SPRiN Regulice 6:0 Korona Mętków
Skład Korony: Synal - Szklarski, Horawa, Szweda, Garlacz, Bogacz, Gregorczyk(56; Likus K.), Meder, Kucia, Cudak(63' Szulc), Likus P.
Skład SPRiN'u: Piwowarczyk - Ciołek, Matusik M.(70' Wójcik), Prasak, Korzuń, Seremak(63' Kulczyk), Lizoń, Zygar(70' Kurzański), Matusik P., Sikora(78' Turek M.), Turek K.
BRAMKI: 3x Wojciech Sikora (47', 65', 80'), 2x Paweł Matusik (13', 44'), Marek Kulczyk 88'
KARTKI: Gregorczyk(żółta), Szklarski(2 żółte=czerwona)

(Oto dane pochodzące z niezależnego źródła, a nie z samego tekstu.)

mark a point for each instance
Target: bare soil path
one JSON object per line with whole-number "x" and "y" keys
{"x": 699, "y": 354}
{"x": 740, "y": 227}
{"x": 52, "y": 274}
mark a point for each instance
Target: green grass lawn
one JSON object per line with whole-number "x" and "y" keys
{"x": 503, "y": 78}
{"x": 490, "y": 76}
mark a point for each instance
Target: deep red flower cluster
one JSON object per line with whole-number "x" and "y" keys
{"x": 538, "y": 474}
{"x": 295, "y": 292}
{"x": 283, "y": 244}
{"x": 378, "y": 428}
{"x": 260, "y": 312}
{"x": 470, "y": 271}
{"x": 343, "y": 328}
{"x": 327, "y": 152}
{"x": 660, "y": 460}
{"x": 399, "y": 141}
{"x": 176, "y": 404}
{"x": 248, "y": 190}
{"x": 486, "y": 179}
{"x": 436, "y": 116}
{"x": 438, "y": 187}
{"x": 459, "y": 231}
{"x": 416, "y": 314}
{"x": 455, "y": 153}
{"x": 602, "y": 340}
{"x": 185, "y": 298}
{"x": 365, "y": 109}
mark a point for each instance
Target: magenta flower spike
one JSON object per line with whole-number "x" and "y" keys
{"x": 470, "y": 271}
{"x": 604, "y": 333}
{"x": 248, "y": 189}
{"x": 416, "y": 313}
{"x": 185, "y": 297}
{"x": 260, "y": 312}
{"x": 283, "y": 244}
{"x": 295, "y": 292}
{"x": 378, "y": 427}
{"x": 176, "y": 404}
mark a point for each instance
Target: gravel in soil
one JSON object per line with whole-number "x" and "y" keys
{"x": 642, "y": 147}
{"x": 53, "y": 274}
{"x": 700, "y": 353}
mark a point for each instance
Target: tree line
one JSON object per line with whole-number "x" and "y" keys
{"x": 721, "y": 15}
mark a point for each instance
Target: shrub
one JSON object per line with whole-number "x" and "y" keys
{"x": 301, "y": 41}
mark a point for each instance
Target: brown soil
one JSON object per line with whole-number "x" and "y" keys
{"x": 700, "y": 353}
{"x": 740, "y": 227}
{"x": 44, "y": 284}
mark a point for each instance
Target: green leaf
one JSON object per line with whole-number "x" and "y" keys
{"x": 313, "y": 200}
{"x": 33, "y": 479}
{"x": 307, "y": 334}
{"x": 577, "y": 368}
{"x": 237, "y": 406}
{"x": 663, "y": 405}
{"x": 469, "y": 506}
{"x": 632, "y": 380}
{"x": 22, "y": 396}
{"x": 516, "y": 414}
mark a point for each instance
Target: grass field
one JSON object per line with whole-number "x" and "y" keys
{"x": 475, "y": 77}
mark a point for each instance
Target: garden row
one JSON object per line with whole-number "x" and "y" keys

W niedzielne popołudnie Korona rozegrała kolejne spotkanie w tym sezonie, które odbyło się w Regulicach na boisku SPRi'N'u. Od pierwszych minut mecz oba zespoły miały swoje sytuacje. Już w 3 minucie swoją szansę miał Ciołek wykonując rzut wolny, ale Gregorczyk wybił piłkę na rożny. Niestety już w 14 minucie Korona przegrywała 1-0 po golu Matusika P. Chwilę później miał szansę Horawa wykonując wolnego, lecz piłka wylądowała w rękach bramkarza. W 34 minucie Likus P. wywalczył sobie akcję, oddał strzał, jednak piłka obiła bramkarza, a w efekcie wylądowała za linią boiska i sędzia podyktował rzut rożny. Chwilę później kolejną akcją popisał się Gregorczyk oddając mocny strzał z dystansu, niestety nad poprzeczką. W 44 minucie swoją szansę miał Bogacz, lecz piłka przeszła obok słupka. Koronie jednak nie udało się zejść na przerwę z wynikiem 1-0. Matusik P. zdobył kolejną bramkę dla swojego zespołu podwyższając wynik na 2-0. Zaraz po rozpoczęciu drugiej połowy Korona ponownie straciła bramkę. Tym razem bramkę w siatce umieścił Sikora. W 58 minucie szansę miał Likus K., który szedł sam po podaniu na bramkę, jednak futbolówka wylądowała w rękach bramkarza. Pięć minut później wynik wynosił już 4-0 po drugiej bramce Sikory. W 70 minucie Koronę osłabił Szklarski dostając drugą żółtą kartkę, w efekcie czerwoną i musiał opuścić boisko. Dało się to we znaki chwilę później, gdy Sikora wyszedł sam na sam z Synalem i zapisał się na listę strzelców z hat-trickiem. Po rozpoczęciu gry od środka Korona chciała przeprowadzić szybką akcję. Likus P. po podaniu od Likusa K. dośrodkował, lecz obrońca wybił piłkę na rożny, który wykonał Likus K. Po nim Garlacz próbował strzału, niestety piłka kolejny raz przeszła obok bramki. W 78 minucie Sikora szedł kolejny raz sam na bramkę, lecz do pomocy przyszedł mu Turek K., który po podaniu od kolegi, wybił piłkę wysoko nad bramkę. W 89 minucie kolejną szansę miał Likus P., jednak futbolówka obiła tylko boczną siatkę bramki. Dla gospodarzy jednak 5-0 było mało i tuż przed gwizdkiem zdobyli bramkę ustalającą wynik na 6-0 a jej wykonawcą był Kulczyk. To nie był ewidentnie dzień Korony. Mimo dużej ilości ładnych akcji, nie udało się zdobyć bramek. Brakowało dokładności i skuteczności. Kolejny mecz Korona rozegra z drużyną z Brodeł. Miejmy nadzieję, że wtedy Korona bardziej się rozegra i będziemy mogli zobaczyć więcej bramek w ich wykonaniu. Wszystkich serdecznie zapraszamy!!!